Today, 21% of the EU’s population is over 65 years old. In the Eurostat baseline scenario, this percentage will increase to 32% by 2100, but in the agency’s zero immigration scenario, it will increase to another 36%.
Those studying the age-changing pyramids in Europe say this will increase the country’s economic pressure.
“As the workforce shrinks, the main consequences are slower growth and higher tax burdens are increased as pension spending and demand for health and elderly care increases,” Springford said.
In fact, most of the EU has already seen this. This has been climbing in counties such as France, Italy, Germany and Spain over the last few decades, as expressed through tax revenue as a percentage of GDP.
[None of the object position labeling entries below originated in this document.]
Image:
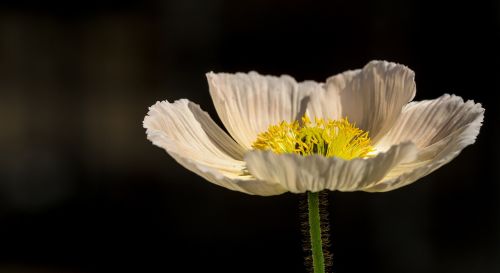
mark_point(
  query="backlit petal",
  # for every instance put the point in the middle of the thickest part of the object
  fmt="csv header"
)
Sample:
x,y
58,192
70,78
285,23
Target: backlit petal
x,y
374,96
314,173
193,139
249,103
441,128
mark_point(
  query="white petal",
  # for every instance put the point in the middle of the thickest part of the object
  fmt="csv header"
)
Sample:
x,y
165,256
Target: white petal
x,y
193,139
442,128
374,96
314,173
249,103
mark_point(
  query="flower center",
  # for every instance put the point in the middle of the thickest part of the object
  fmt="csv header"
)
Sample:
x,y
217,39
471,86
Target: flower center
x,y
323,137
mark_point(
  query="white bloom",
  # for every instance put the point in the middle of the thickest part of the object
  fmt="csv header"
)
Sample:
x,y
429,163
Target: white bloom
x,y
410,139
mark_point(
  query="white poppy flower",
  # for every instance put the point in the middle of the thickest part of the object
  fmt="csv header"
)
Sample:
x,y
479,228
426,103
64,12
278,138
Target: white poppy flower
x,y
406,140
The health and social care industry has become increasingly important to manage older Europe, and many health systems in the EU already rely on immigrant doctors or nurses.
“More people will need care, but it depends on the elderly of healthy people and how much care they need,” says Allan, professor of economics at the London School of Economics. Manning said.
“You’re also on the other side of the equation that education and childcare needs fewer people because there are fewer children, low birth rates, so in a sense, what we need to do is , to take care of the elderly to those who were caring for the children.”
At the same time, experts have emphasized that immigration is not a silver bullet for European demographic challenges, instead it is one of many solutions, or at least moves to an older society. It suggests that it is a way to make it easier.
“Rising the level of immigration will not solve these demographic problems on their own. The level required to do so is very large, and only a very large number of migrants willing to move. Not there,” Springford said.
“However, they will help raise employment rates for working-age people, push back the age of retirement, reform pensions, and change the burden of taxation from labor income to wealth, especially property.”
Manning added: “For immigrants to help, it is that they are actually working, and many European countries have very low employment rates among many immigrants. So you give it You can’t take it as something you’ve been. If you have immigrants who came in and didn’t work and needed support for welfare, it won’t make things better, that will make things worse. So , it’s really important that they do their job, and that can be problematic in some cases.”
Within the borders, rural areas will bear the brunt of the EU’s future population decline. Over the next 80 years, more villages could suffer the same fate as Kamini in southern Italy.
The village is one of many in the Calabrian region, where its population declined sharply in the second half of the 20th century as young residents moved elsewhere for opportunities.
Kamini has recently become the site of a project that has resettled refugees, and is trying to reclaim its community from its disappearance. This was cited in a recent Council of Europe report written by Labour MP Kate Osemore, who investigated the potential for immigration to alleviate the challenges of older adults.
“I was watching the place die slowly,” said Rosario Zurzolo, president of Eurocorp Servigi, born in Kamini and now president of the cooperative that runs the resettlement project. It states.
So far, 50 refugees have settled in Kamini permanently under the plan, increasing the village’s population to 350, while another 118 are temporarily hosting. The iconic achievement of the scheme was the recent reopening of local schools.
Zurzolo says Camini can act as a model that will help stimulate the activity of other European regions experiencing population decline.
Serena Franco, part of the Kamini Project and who presented evidence to the Council of Europe for its report, added: “They bring knowledge, and new jobs are likewise impossible without them.”